When we were kids, Beck’s parents would tease him about the voice he heard, asking what the Doubt wanted for dinner, whether the Doubt liked chocolate ice cream, if the Doubt wanted milk with its cookie, to which Beck would patiently respond that the Doubt wasn’t a person, but a spirit, and spirits couldn’t eat because spirits didn’t have bodies. When we got older, and the rest of us began to ignore the voice, his parents stopped laughing. He was us
hered to a psychiatrist who prescribed the antipsychotic Evoxa and recommended that Beck double up on extracurriculars and spend more time interacting online to keep his mind occupied.

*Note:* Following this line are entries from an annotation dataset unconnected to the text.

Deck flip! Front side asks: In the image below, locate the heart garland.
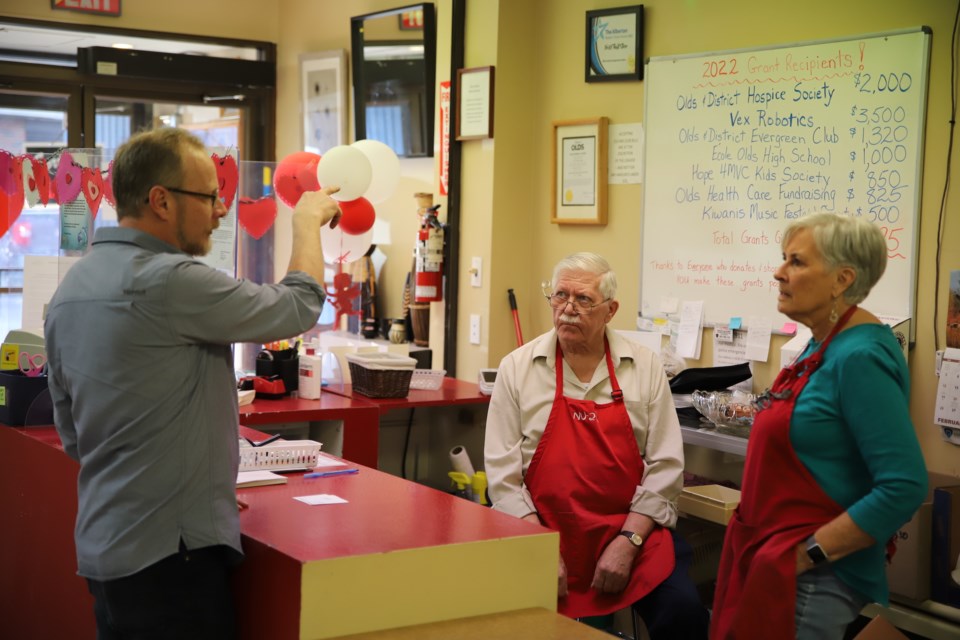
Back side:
[210,153,240,209]
[80,167,103,220]
[237,196,277,240]
[53,151,83,204]
[103,160,117,209]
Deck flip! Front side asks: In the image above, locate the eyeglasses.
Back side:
[146,184,220,208]
[540,282,611,315]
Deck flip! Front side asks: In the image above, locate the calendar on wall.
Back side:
[934,349,960,430]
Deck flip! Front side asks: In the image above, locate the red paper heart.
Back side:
[237,196,277,240]
[53,151,83,204]
[210,153,240,209]
[7,157,24,221]
[30,156,51,204]
[0,149,17,195]
[103,160,117,209]
[0,189,13,236]
[80,167,103,220]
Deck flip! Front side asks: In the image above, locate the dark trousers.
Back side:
[87,542,237,640]
[633,531,710,640]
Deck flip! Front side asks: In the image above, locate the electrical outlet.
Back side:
[470,256,483,287]
[470,313,480,344]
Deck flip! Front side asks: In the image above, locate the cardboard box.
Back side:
[887,500,933,601]
[677,484,740,525]
[854,616,907,640]
[930,486,960,607]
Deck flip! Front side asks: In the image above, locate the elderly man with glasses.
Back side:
[45,129,340,640]
[484,253,708,640]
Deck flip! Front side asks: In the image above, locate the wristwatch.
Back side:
[620,531,643,547]
[807,536,830,567]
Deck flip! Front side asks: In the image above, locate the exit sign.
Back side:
[50,0,120,16]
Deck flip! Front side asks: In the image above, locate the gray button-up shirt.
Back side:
[44,228,324,580]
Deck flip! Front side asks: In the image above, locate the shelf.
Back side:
[680,424,747,456]
[860,601,960,640]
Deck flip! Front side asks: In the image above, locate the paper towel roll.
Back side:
[450,444,473,478]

Beck ignored his advice, and the voice kept talking. He told his parents he didn’t hear it anymore, just so they’d leave him alone, but I knew they still worried. I didn’t know enough about the disorder to understand why.
My finger hovered over the CONFIRM button, my name still in gray next to “Claustrophobia.” What made choosing APD as my research topic so irrational? It had to be, because that’s what the Doubt did, by definition: It hijacked your thoughts, making you doubt what your rational mind knew to be true. Curious, I scrolled down to see where APD appeared on Lux’s recommendation list.
It was at the very bottom.
“Thirty seconds!” Rudd announced. The list was filling up fast.
Choose that one.
I’m not listening to the Doubt, I told myself. I’m protecting myself from it. Knowledge was power, after all. Before I could think twice, I typed my name next to topic number three and tapped CONFIRM.
6
“THE FOOL IS DESTINED TO REPEAT HISTORY. The wise man has the wit to avoid it.”
My history teacher, a wiry white-haired man in his seventies, was giving an overview of our coursework for the semester, but I was only half listening. While everyone else was dutifully scrolling through the syllabus, I was on Panopticon, my mind whirling but not registering any coherent thought. I’d read the entry for APD before, but it had different significance now.